To return to the condo case, readers will no doubt agree that the installation of individual meters in an apartment building will reduce energy consumption: that is, that it will be economically efficient. But the more important point is that such a change will also introduce the missing ingredient of justice. When Tom leaves his air conditioner running in the summer, knowing full well that it will cost “the building” dollars but him only pennies, the waste may be bad but the injustice is worse. Systematic injustice within a society will introduce a far greater sense of discord than systematic waste.
In his Summa Theologica, Saint Thomas Aquinas argued that “the act of justice is to render what is due. . . .” On another page, Aquinas said that “justice, property so-called, is one special virtue, whose object is the perfect due, which can be paid according to an exact equivalence. But the name of justice is extended to all cases in which something due is rendered.” By seeing to it that something due is rendered (high utility bills to the squanderers of electricity, low bills to careful users), private property helps to establish justice in the economic realm.
In the condo, then, the effect of privatizing the utilities corresponds exactly to the traditional definition of justice. The great blessing of private property, then, is that people can benefit from their own industry and insulate themselves from the negative effects of others’ actions. It is like a set of invisible mirrors that surround individuals, households, or firms, reflecting back on them the consequences of their acts.
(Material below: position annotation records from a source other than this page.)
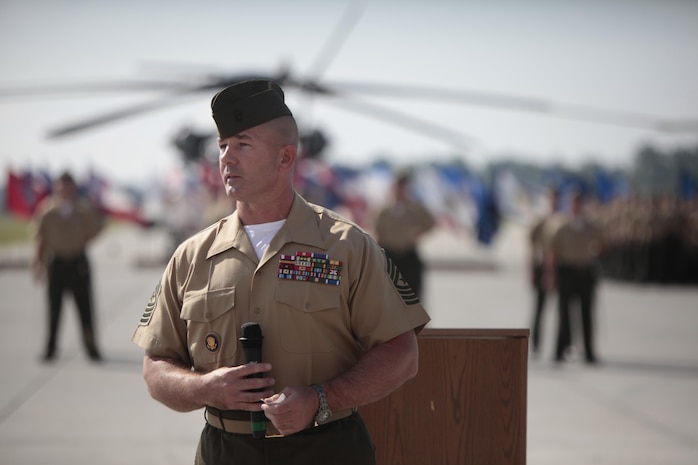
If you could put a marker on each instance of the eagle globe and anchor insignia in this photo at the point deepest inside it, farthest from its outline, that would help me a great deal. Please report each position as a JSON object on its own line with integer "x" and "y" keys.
{"x": 213, "y": 342}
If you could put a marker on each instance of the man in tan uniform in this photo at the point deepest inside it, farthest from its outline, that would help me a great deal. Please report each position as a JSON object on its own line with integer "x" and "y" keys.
{"x": 339, "y": 323}
{"x": 64, "y": 226}
{"x": 398, "y": 227}
{"x": 572, "y": 266}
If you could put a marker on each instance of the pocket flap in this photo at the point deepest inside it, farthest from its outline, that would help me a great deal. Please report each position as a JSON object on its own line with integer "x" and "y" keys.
{"x": 208, "y": 306}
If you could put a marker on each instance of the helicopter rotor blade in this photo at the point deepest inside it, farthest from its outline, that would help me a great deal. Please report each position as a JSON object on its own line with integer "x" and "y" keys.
{"x": 86, "y": 89}
{"x": 527, "y": 104}
{"x": 171, "y": 98}
{"x": 338, "y": 38}
{"x": 405, "y": 121}
{"x": 111, "y": 117}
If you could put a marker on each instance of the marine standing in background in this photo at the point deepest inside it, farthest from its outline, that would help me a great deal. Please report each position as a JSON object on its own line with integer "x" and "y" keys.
{"x": 65, "y": 223}
{"x": 572, "y": 267}
{"x": 398, "y": 227}
{"x": 538, "y": 245}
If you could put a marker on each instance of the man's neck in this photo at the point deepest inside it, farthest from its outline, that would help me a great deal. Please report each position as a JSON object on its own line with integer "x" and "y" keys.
{"x": 265, "y": 212}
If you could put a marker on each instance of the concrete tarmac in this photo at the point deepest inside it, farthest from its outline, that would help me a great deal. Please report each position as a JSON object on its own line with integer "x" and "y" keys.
{"x": 638, "y": 407}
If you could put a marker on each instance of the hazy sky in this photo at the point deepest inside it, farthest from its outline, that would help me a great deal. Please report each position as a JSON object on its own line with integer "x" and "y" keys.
{"x": 631, "y": 56}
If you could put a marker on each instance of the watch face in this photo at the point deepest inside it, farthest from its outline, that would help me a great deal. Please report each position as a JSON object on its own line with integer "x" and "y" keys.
{"x": 323, "y": 416}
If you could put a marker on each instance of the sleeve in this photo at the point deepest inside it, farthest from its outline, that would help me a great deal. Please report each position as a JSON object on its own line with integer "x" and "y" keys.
{"x": 161, "y": 331}
{"x": 382, "y": 304}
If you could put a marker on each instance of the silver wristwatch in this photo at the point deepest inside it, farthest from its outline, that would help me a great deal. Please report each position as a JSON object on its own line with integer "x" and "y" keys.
{"x": 324, "y": 413}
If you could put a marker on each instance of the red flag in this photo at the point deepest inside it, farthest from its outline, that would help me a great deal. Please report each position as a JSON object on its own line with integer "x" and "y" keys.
{"x": 24, "y": 192}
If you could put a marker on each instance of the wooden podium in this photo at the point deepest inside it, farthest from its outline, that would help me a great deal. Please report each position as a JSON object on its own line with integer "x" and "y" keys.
{"x": 467, "y": 405}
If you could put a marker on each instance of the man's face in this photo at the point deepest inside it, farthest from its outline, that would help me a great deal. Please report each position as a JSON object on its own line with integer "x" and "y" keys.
{"x": 250, "y": 163}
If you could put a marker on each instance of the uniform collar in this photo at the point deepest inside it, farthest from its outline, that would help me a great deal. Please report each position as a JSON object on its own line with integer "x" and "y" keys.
{"x": 301, "y": 227}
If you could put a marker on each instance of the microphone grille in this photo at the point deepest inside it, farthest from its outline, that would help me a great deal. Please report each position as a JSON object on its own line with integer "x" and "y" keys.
{"x": 251, "y": 330}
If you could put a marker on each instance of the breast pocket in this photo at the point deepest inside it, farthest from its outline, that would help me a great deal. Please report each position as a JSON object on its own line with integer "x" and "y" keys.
{"x": 211, "y": 327}
{"x": 311, "y": 316}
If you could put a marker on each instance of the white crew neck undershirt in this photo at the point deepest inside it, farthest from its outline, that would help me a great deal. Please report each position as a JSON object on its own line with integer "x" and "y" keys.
{"x": 261, "y": 235}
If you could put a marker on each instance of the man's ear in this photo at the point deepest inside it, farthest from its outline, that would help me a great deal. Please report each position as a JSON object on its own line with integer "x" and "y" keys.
{"x": 288, "y": 156}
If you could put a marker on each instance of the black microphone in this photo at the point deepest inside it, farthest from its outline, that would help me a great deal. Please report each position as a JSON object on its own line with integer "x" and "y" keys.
{"x": 251, "y": 340}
The industrious will reap the benefits of their industry, the frugal the consequences of their frugality; the improvident and the profligate likewise. They receive their due, which is to say they experience justice as a matter of routine. Private property institutionalizes justice. This is its great virtue, perhaps dwarfing all others. We may say with the economists that private property “internalizes the externalities,” or with the philosophers that it gives rise to “social justice.”